Ignatios 6

Prosopography of the Byzantine Empire
SexM
FloruitM IX
Dates844 (taq) / 846 (tpq)
PmbZ No.2669
ReligionChristian;
Iconophile
LocationsNikomedeia;
Nikomedeia (officeplace)
OccupationBishop
TitlesBishop, Nikomedeia (Bithynia) (office)
Textual SourcesIgnatios of Nicaea, Epistulae, in C. Mango, The Correspondence of Ignatios the Deacon, Dumbarton Oaks Texts 11 (Washington, DC, 1997) (letters);
Vita Ioannicii, by Petrus the monk (BHG 936), AASS November II 1, pp. 384-435 (hagiography);
Vita Retractata Petri Atroensis, by Sabas the monk (BHG 2365), ed. V. Laurent, La Vita retractata et les miracles posthumes de Saint Pierre d'Atroa, Subsidia Hagiographica 31 (Brussels, 1958) (hagiography)

Ignatios 6 was metropolitan bishop of Nikomedeia; in 844 he and the patriarch of Constantinople Methodios 1 summoned the head of the monastery of St Zacharias at Atroa, Paulos 26, to present himself at Constantinople to be ordained as bishop: Vita Petr. Atr. 103 (Vita Petr. Atr. Retractata, pp. 153-155) (the date was July and August 844). Metropolitan bishop of Nikomedeia; he was the addressee of a letter from Ignatius the Deacon (Ignatios 9), in support of a monk from the same monastery as Ignatios 9 who was eager to obtain a bishopric (Anonymus 753); he is addressed as ὦ ἱερώτατε πάτερ; Ignatios 9 alludes to τῆς ἀλαθήτου ὑμῶν καὶ διορατικῆς ... τελειότητος and τὴν ἱερὰν ὑμῶν ... πατρότητα: Ignatius Diac., Ep. 49 (addressed Ἰγνατίῳ μητροπολίτῃ Νικομηδείας).

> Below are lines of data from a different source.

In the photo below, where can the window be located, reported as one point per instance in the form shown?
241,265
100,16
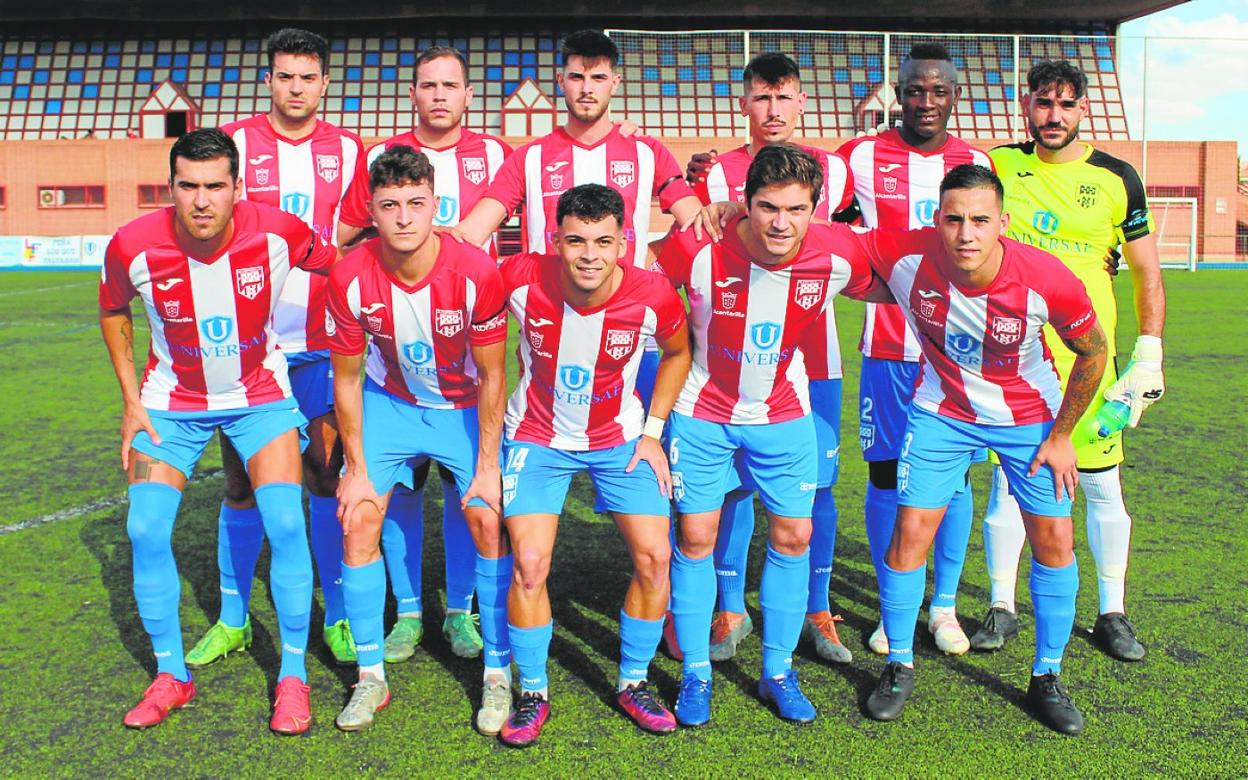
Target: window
71,196
154,196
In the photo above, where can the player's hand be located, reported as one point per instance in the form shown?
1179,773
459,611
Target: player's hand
355,488
134,418
1057,452
487,484
699,165
1112,261
1142,383
650,451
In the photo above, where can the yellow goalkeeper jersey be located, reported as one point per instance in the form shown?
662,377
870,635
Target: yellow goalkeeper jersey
1078,211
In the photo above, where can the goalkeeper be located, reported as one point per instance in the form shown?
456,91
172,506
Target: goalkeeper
1080,204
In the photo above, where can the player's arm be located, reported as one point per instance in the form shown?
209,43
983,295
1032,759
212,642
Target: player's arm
1057,451
117,327
670,377
487,483
1142,383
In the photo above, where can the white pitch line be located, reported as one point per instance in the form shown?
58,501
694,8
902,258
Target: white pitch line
104,503
23,292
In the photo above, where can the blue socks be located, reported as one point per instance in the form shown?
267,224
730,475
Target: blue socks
693,592
493,582
157,588
403,548
290,573
901,594
823,549
240,537
733,549
531,648
461,552
639,639
783,597
1052,597
327,552
950,547
363,594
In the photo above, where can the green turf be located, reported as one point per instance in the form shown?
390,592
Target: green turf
74,655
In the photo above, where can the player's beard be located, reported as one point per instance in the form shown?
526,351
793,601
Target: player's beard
1058,146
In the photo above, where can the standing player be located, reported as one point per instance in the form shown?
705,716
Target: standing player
434,388
295,161
774,102
464,164
1078,204
896,176
753,297
209,271
584,316
979,302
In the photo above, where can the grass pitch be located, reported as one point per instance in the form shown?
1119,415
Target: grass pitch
74,655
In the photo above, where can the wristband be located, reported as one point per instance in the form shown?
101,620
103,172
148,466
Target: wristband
654,427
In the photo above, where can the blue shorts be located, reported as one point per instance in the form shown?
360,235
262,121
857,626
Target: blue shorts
399,436
312,382
825,407
779,457
185,434
536,479
937,452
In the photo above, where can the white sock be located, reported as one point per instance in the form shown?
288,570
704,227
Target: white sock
1108,536
1004,537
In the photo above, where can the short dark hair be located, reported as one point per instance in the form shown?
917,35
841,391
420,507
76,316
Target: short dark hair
592,204
204,144
1057,74
971,177
292,40
436,53
784,164
398,166
589,45
771,69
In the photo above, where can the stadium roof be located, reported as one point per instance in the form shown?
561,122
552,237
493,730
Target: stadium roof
673,14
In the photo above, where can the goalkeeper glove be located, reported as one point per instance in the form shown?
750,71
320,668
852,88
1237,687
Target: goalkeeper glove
1142,383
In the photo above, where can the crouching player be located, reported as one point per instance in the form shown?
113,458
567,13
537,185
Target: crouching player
210,270
584,321
433,388
754,296
977,302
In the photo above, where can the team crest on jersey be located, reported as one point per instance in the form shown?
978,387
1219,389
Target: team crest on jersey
623,172
809,292
474,169
327,167
448,321
250,281
1006,330
619,343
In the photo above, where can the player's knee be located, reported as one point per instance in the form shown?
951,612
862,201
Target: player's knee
882,474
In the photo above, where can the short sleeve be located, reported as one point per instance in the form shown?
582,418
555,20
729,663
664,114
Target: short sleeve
116,290
342,325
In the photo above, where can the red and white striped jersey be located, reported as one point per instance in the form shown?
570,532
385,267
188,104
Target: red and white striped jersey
985,358
212,341
308,179
422,333
897,187
746,320
638,167
462,174
725,181
578,367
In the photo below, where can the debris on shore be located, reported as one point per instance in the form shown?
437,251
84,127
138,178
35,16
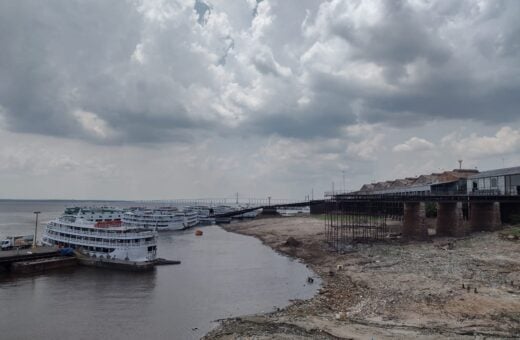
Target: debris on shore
390,289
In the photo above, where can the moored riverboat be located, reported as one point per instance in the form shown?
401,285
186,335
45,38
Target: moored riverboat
100,233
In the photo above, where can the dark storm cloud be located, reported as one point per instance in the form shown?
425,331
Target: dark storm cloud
142,72
468,73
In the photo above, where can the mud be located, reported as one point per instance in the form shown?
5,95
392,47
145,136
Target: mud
459,288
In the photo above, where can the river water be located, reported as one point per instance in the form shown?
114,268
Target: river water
222,275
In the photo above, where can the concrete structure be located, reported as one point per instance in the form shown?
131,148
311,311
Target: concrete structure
495,182
447,182
484,216
450,219
414,221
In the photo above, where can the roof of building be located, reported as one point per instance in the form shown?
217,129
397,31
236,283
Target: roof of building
497,172
420,181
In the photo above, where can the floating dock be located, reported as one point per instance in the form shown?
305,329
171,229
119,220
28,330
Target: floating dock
33,260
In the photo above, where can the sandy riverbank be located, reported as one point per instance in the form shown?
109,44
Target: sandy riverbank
397,290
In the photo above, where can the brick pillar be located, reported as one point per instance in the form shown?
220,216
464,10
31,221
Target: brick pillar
414,226
450,219
484,216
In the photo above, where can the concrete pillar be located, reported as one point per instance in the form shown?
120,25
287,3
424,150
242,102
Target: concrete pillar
450,219
414,225
484,216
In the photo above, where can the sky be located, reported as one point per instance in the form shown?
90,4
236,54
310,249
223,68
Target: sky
141,100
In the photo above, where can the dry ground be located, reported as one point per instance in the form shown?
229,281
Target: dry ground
391,290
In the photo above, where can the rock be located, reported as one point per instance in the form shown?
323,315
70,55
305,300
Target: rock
292,242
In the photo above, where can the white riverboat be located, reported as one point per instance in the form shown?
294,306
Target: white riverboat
100,233
160,219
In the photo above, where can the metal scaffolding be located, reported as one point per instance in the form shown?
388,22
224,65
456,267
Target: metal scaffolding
351,221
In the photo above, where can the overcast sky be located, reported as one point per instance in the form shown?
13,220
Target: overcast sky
114,99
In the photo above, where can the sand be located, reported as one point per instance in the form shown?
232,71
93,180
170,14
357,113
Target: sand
390,289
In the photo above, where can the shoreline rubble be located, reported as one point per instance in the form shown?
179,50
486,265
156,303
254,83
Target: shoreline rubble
389,289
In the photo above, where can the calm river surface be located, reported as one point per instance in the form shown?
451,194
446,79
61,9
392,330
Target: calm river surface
222,274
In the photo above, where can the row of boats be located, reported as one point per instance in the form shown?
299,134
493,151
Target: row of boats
127,235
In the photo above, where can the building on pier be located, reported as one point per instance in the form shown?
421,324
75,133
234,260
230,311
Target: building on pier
495,182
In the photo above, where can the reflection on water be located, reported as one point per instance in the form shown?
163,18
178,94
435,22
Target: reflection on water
222,274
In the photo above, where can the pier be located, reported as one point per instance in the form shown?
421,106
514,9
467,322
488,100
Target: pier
370,217
17,258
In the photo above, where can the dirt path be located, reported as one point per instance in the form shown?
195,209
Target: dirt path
397,290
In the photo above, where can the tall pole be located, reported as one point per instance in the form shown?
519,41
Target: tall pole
35,228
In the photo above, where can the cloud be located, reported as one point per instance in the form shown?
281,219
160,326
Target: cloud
414,144
505,141
159,72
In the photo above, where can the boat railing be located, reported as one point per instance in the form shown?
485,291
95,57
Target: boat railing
110,235
111,243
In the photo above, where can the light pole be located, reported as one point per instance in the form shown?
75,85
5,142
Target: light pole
344,189
35,228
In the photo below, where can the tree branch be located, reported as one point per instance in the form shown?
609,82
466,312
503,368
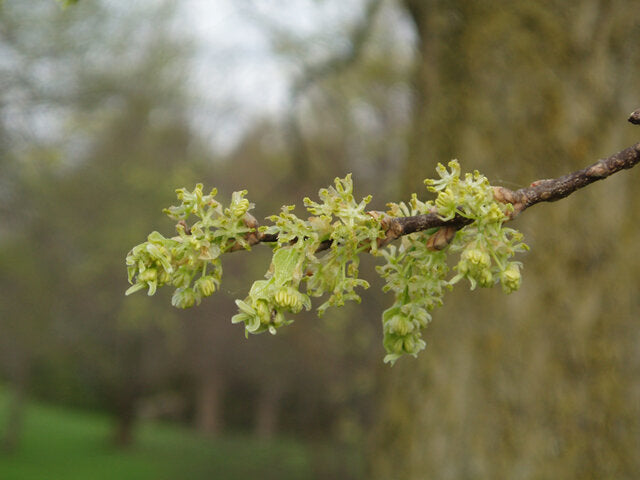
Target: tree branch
548,190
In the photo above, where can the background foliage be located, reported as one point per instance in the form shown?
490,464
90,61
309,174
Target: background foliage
97,129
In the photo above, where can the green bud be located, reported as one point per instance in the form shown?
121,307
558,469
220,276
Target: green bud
205,285
184,298
485,279
149,275
263,311
164,277
182,277
409,344
511,278
477,257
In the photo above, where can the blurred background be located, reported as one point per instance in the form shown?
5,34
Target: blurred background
108,106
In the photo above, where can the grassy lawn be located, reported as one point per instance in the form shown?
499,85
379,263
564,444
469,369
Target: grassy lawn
66,444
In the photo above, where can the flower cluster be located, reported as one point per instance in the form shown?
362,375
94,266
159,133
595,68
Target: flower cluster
323,252
190,261
486,245
338,221
417,274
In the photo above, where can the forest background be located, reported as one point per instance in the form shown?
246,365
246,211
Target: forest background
108,106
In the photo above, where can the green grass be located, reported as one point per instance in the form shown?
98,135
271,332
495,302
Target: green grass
65,444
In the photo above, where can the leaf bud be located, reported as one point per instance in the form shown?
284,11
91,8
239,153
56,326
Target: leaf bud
182,277
184,298
149,275
511,278
206,285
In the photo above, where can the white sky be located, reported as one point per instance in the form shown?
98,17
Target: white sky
237,69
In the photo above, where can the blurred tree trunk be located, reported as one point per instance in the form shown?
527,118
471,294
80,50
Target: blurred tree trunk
18,387
268,409
125,410
543,383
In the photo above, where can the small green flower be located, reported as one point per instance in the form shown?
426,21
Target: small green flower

On his dates and identity, see Mango, Ignatios, p. 158. Ignatios 9's letter was written between 843 and 846.

He is perhaps to be identified with the unnamed and apparently expelled bishop of Nikomedeia included in a list of persons who were exiled as false accusers, whom St Ioannikios (Ioannikios 2) advised the patriarch Methodios 1, during a meeting in 846, to avoid completely (cf. also Athanasios 8, Naukratios 1, Ioannes 240 and Anonymus 565): Petrus, Vita Ioannicii 70 (καὶ τῆς Νικομηδείας ἐπισκοπῆς ἐκπεπτωκότος τοῦ μονομάχου ἤτοι θεομάχου; the significance of the epithets is unclear; μονομάχος is taken to be a personal name by Mango, Ignatios, p. 158). He was apparently regarded as an associate of the Stoudite monks, who were to blame for divisions in the Church during the patriarchate of Methodios 1 and for making false accusations against him. A recent bishop of Nikomedeia, Theophylaktos 37, had spent many years expelled from his see, as an iconophile, but he appears to have died in 845, without ever returning to Nikomedeia. Possibly Ignatios 6 was one of the false accusers exiled and perhaps anathematised, apparently in 845 or 846.